Possession of radiological material requires a license from the Nuclear Regulatory Commission or one of the 37 states to which NRC has relinquished licensing authority. CBP monitors ports of entry to help ensure that only properly licensed shipments are permitted to enter the U.S. CBP also deploys technology at and between ports of entry that can detect the presence of radiological material hidden in cargo or vehicles.
However, the GAO states that CBP officials at U.S. airports have not verified the legitimacy of all licenses for imported radiological materials as required by agency policy; i.e., by calling experts in a centralized CBP office. Specifically, CBP officials at two of four airports GAO visited did not verify many licenses from Jan. 1, 2015, through Sept. 30, 2016, and headquarters officials were unaware of this non-compliance. Also during this time GAO found that, nationwide, CBP officials were alerted to verify licenses for a significant number of shipments of licensable radiological material for all U.S. airports but did not make all the required calls, leaving numerous shipments potentially unverified.

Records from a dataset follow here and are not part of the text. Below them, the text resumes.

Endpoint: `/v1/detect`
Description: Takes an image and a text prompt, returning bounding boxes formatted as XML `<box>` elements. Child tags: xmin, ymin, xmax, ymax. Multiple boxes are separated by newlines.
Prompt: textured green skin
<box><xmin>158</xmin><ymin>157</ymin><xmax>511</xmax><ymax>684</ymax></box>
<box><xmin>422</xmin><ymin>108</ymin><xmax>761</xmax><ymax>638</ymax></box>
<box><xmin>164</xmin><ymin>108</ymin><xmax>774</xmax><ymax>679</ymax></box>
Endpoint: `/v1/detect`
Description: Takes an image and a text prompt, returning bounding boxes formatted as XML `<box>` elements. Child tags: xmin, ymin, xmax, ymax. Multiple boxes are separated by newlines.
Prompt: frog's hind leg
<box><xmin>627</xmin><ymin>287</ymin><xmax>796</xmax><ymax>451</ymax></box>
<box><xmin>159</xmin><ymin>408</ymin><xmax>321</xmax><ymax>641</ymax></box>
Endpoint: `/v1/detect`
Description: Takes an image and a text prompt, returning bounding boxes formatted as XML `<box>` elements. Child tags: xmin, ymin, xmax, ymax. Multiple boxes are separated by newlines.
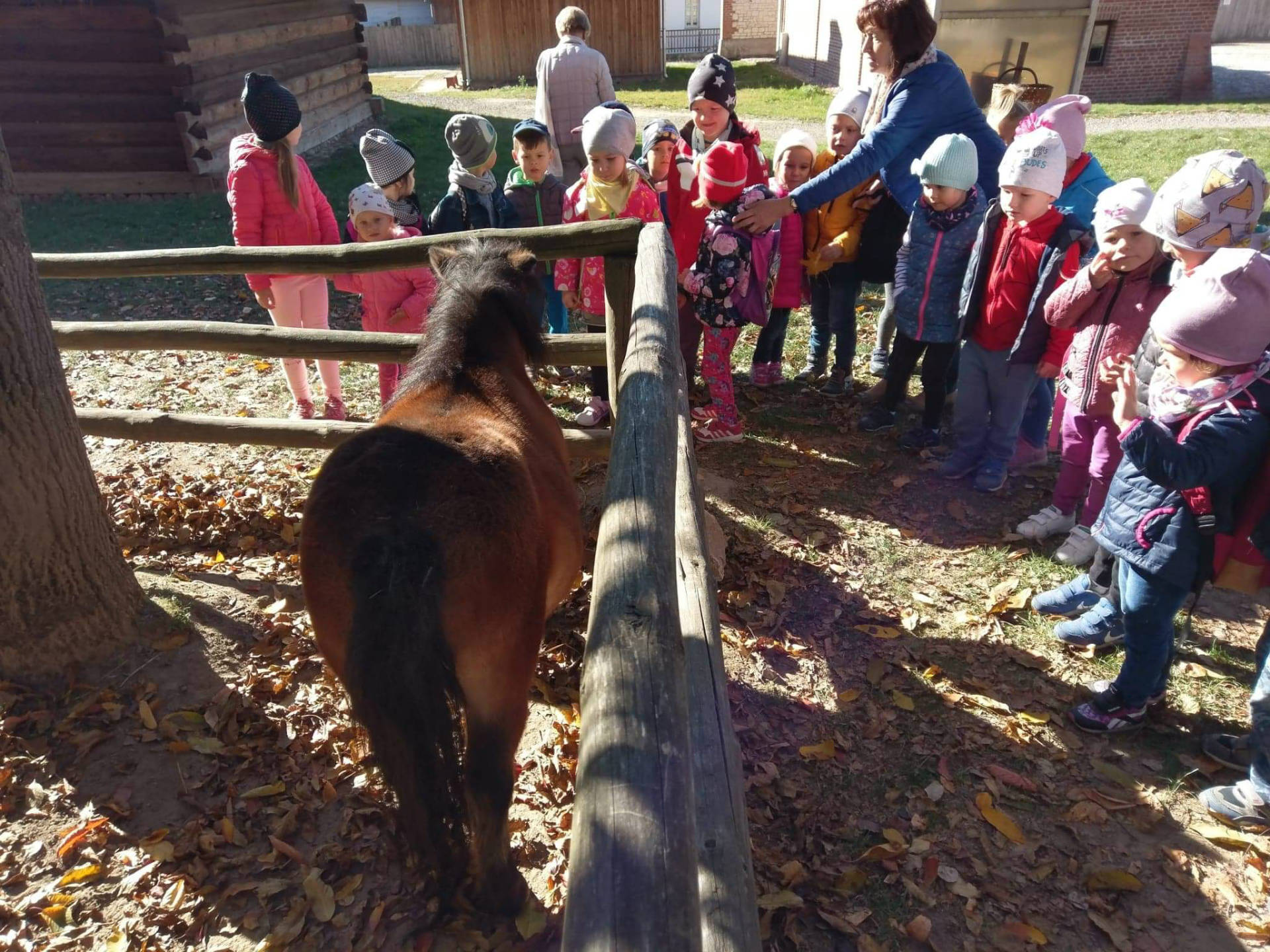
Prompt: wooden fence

In addition, the report states, CBP’s procedures for identifying licensable radiological material do not ensure that all such shipments are identified and verified, in part because they rely on automated alerts that currently do not include all relevant information that could indicate potentially dangerous radiological material. CBP has not conducted a comprehensive assessment of the information not currently included in the alerts or how to create a more risk-based approach that distinguishes between higher- and lower-risk quantities of radiological materials, meaning CBP cannot target its limited resources to the shipments that pose the greatest risk.
In response to GAO’s recommendations, CBP officials stated that they (1) intend to update the Radiation Detection Standard Operating Procedures Directive by Aug. 31 to include the addition of a monitoring process to ensure compliance with mandated license verification policies and procedures, (2) planned to complete by the end of 2017 a comprehensive assessment of information associated with the most potentially dangerous radiological material that may not be included in the automated alerts, and (3) aim to develop by Aug. 31 an intelligence-driven process that identifies shipments of radiological materials that pose the greatest risk.